Car of a different color: Harrod Blank's eccentric vehicle documentary "Automorphosis" offers SF Indiefest viewers a ride. (Photo courtesy SF Indiefest)

SF Indiefest 2009

Dennis Harvey February 5, 2009


With a roster that sprawls from horror to softcore to verite-style drama to animation and documentary, there’s one constant to the 11th edition of SF Indiefest: You won’t be bored.

While still mostly Amerindie in content, Indiefest ’09 opens with a U.K. feature (ever-unpredictable Shane Meadows’ latest grungy drama Somers Town), then detours into a mini-retrospective of Japanese "pink" (i.e., softcore) features from the last two decades. There are also efforts from Denmark (I’ll Come Running) and Italy (Waiting for the Sun). Plus a program of recent Nippon TV excerpts entitled Super Happy Fun Monkeybash!, which encompasses such merrily sadistic "reality" broadcast incomprehensibles (‘til you see ‘em) as male-female "pants-pulling matches," "condiment battles," champagne corks popped against genitals, human bowling balls, kitchenwear perpetually raining down on heads, and something called "No Reaction Pie Hell." Not to mention not-meant-for-US-eyes product plugs starring Britney, Arnold, Brad, Meg, Leonardo and so forth.

Closer to home, there’s plenty of exotica both fictive and not. On the narrative front, Rona Mark’s Strange Girls is a twisted tale of two identical twins (actual ones Angela and Jordana Berliner) who murderously finagle their way out of sanitarium lockup to jumpstart a very disturbed notion of sexualized, independent adulthood. Alex Karpovsky’s Woodpecker is a droll mockumentary about obsessed seekers of a possibly extinct bird not seen since 1944. It’s got a previously unknown Sufjan Stevens song on the soundtrack—which as far as I’m concerned is reason enough to storm the theatre.
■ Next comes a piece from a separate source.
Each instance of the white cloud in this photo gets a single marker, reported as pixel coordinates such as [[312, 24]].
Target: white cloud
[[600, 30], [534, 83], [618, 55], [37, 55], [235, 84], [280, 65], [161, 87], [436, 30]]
Veteran cartoonist Bill Plympton’s new Idiots and Angels has been widely regarded as his best feature to date. Jon Bowden’s precise dysfunctional-family implosion The Full Picture finds a mother-from-hell (Gretchen Foster) arriving in SF to systematically destroy the relationships of her two grown-up "boys." (It also features an Iron & Wine track, which…well, see above.) Polygamy, alcoholism and suicide turn out to be among the wee secrets mum is keeping safe beneath her iron-butterfly wings.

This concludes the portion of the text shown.